Edvard Munch’s pastel The Scream (1895), currently the most expensive artwork ever sold at auction, will appear at New York’s Museum of Modern Art Oct. 24, 2012-Apr. 29, 2013. The work will go on public display for the first time in New York on the museum’s fifth floor, and will be accompanied by several prints by the artist.
According to a report in the Wall Street Journal, rumor has it that the buyer is Leon Black, a financier whose fortune Forbes estimates to be in excess of $3.4 billion. The Wall Street Journal reports that Black’s art collection is estimated to be worth $750 million and includes works by Manet, Cézanne, van Gogh and Picasso, in addition to a Raphael chalk drawing, Head of a Muse, which, when he bought it from Christie’s 2009 auction for $47.6 million, set a new record for a work on paper. Black currently sits on the boards of the Museum of Modern Art and the Metropolitan Museum of Art.

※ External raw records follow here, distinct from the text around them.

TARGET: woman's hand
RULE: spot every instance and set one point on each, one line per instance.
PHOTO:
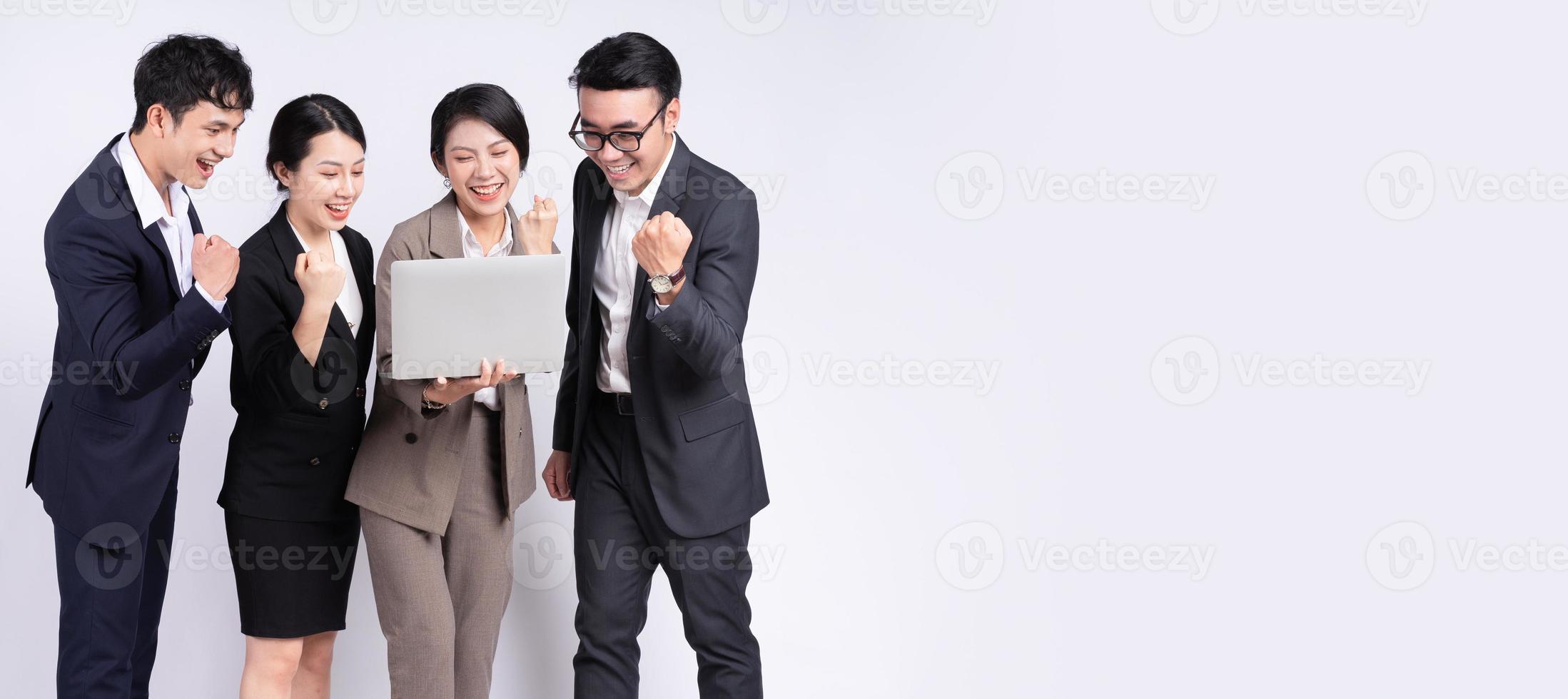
(320, 280)
(538, 228)
(452, 391)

Munch’s work has long captured the popular imagination. Other examples of The Scream (there are three others, all residing in Norwegian museums) have been stolen twice, for the first time in 1994 and then again in 2004. Both works were recovered shortly after being stolen, and the New York Times reports that MoMA is considering strict security precautions to safeguard the pastel, including potentially issuing timed tickets to see the coveted piece.